From 86 Tools to 3 — How a Cloudflare Talk Inspired Us to Rebuild Our BinaryLane MCP

We just rebuilt our BinaryLane MCP server from the ground up. The original had 86 tools — 73 for the BinaryLane API, 13 for SSH. The new version has three. It is faster, uses a fraction of the tokens, and was inspired by a talk we watched at a Cloudflare conference. Here is what we built, why we built it, and what we learned about the future of how AI agents interact with APIs.

The Talk That Changed How We Think About MCP

Sunil Pai from Cloudflare gave a talk called “Code Mode” that laid out a problem we had been feeling but had not articulated. The problem is simple: MCP tool definitions do not scale.

Every tool you register with an MCP server — its name, description, parameter schema — gets stuffed into the model’s context window on every single call. A handful of tools? Fine. But the moment you start covering a real API surface, you hit a wall.

Cloudflare has about 2,600 API endpoints. If they exposed each one as an MCP tool, that is roughly 1.2 million tokens just in tool definitions. Before the model has even thought about your question, a million tokens are gone. The context window is full of schema descriptions instead of your actual problem.

Our BinaryLane MCP was not that extreme — 86 tools, not 2,600. But the same physics apply. Every tool definition eats tokens. Every multi-step operation requires multiple round trips between the model and the server. Want to list your servers, check their metrics, and SSH in to verify disk usage? That is six or seven individual tool calls, each with its own round trip, each burning tokens on the tool-selection dance.

Sunil’s insight was elegant: stop asking the model to pick tools. Ask it to write code instead.

What Code Mode Actually Means

The idea is straightforward. Instead of registering dozens of individual tools, you expose two or three meta-tools. The model generates JavaScript (or Python, or whatever) that calls your API methods directly. The code runs in a sandbox with your API client exposed as a capability.

Cloudflare took their 2,600 endpoints and collapsed them into two tools — search and execute. Search lets the model discover available API methods by querying against the OpenAPI spec. Execute runs the generated code. The result: 1.2 million tokens of tool definitions became roughly 1,000 tokens. A 99.9% reduction.
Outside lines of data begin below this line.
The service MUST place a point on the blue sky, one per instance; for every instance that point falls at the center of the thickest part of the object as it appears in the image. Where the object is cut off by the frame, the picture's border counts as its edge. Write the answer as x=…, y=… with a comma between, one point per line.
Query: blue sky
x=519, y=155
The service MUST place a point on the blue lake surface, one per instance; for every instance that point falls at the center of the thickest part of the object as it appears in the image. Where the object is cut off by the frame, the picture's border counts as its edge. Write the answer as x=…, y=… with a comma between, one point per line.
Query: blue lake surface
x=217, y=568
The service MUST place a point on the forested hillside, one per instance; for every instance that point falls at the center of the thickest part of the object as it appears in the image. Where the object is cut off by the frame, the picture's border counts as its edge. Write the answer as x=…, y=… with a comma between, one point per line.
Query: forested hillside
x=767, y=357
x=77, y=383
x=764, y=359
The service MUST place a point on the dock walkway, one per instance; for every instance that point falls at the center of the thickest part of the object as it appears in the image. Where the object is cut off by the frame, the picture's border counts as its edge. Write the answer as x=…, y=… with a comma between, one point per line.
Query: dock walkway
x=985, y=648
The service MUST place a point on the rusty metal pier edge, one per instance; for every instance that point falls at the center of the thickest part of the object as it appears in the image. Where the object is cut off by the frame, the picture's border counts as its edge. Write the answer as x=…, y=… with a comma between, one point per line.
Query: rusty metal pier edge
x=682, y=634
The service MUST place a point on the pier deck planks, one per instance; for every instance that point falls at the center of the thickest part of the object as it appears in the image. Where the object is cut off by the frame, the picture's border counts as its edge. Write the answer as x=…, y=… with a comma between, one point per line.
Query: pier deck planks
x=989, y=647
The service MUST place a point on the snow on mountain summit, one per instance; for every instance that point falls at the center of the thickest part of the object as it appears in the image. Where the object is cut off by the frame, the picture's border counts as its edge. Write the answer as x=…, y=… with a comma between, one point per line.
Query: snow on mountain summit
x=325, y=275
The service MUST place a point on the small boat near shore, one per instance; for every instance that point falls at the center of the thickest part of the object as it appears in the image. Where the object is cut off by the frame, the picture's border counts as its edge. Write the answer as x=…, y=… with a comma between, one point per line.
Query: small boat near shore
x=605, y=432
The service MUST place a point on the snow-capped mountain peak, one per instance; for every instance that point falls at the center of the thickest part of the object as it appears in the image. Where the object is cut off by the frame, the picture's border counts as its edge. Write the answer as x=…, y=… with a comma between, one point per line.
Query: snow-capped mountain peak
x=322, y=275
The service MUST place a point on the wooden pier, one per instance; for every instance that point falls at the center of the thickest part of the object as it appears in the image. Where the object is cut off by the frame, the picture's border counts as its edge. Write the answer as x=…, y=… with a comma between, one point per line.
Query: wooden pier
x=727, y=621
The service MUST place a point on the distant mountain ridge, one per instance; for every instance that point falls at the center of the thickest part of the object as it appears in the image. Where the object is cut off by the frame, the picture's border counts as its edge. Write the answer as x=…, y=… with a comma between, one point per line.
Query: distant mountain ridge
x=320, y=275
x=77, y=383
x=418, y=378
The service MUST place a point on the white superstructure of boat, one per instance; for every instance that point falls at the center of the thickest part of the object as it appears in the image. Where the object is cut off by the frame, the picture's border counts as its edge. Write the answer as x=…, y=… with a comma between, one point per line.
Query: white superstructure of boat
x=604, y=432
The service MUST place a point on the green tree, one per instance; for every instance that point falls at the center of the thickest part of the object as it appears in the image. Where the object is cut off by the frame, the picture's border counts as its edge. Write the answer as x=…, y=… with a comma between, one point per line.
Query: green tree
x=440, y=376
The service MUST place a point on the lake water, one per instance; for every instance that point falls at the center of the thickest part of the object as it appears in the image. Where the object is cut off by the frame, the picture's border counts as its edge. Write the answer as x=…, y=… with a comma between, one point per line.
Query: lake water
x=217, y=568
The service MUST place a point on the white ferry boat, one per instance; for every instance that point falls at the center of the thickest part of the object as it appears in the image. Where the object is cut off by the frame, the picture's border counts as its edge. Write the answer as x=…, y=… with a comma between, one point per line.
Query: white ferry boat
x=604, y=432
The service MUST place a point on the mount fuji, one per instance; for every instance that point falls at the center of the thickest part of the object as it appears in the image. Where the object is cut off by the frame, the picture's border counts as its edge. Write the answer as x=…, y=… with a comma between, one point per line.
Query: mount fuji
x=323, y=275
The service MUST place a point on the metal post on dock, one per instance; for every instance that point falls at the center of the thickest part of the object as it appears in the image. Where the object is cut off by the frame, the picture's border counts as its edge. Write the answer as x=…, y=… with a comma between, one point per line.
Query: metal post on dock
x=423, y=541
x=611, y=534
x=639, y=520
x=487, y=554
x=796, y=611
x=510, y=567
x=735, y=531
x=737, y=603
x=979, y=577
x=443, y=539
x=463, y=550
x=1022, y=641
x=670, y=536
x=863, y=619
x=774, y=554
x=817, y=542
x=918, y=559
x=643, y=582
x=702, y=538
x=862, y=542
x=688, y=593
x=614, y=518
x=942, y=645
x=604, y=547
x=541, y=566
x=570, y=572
But it is not just about tokens. Code gives you things that JSON tool calls cannot:

  • Looping. Iterate over all your servers without a separate tool call for each one.
  • Parallelism. Promise.all across 22 servers simultaneously instead of calling them sequentially.
  • State. Store intermediate results in variables, filter, map, transform — all within one execution.
  • Composition. Chain API calls and SSH commands in the same code block. No round trips.

The model is already trained on gigabytes of JavaScript. It knows how to write code. Why make it fill out JSON schemas instead?

Our Implementation: BinaryLane MCP v2

We took Sunil’s approach and applied it to our BinaryLane infrastructure management. The original MCP (v1) had 73 BinaryLane API tools and a separate SSH MCP server with 13 more tools. V2 merges everything into a single server with three tools:

ToolPurpose
searchFind available API methods by natural language query. Returns matching method signatures.
executeRun JavaScript in a sandbox with bl (BinaryLane API) and ssh (SSH client) exposed as globals.
describeGet detailed docs for a specific method — parameters, return types, examples, gotchas.

That is it. Three tools replace 86. The model searches for what it needs, reads the docs if it needs detail, then writes and executes code.

What the Model Generates

Here is a real example. We asked: “list all my servers and get their current health.” The model generated this:

const { servers } = await bl.listServers({ per_page: 200 });

const results = await Promise.all(servers.map(async (s) => {
  const publicIp = s.networks.v4.find(n => n.type === 'public')?.ip_address;

  let health = {};
  try {
    const r = await bl.getServerLatestMetrics(s.id);
    const avg = r.sample_set?.average;
    if (avg) {
      health = {
        cpu: avg.cpu_usage_percent?.toFixed(1) + '%',
        diskUsed: (avg.storage_usage_megabytes / 1024).toFixed(1) + 'GB',
      };
    }
  } catch (e) {}

  return { name: s.name, status: s.status, region: s.region.slug, publicIp, ...health };
}));

return results;

One execution. 22 servers queried with metrics. In v1, this would have been at minimum 23 individual tool calls — list_servers plus get_server_latest_metrics for each of the 22 servers. Each one a round trip to the model and back. Each one burning tokens on tool selection.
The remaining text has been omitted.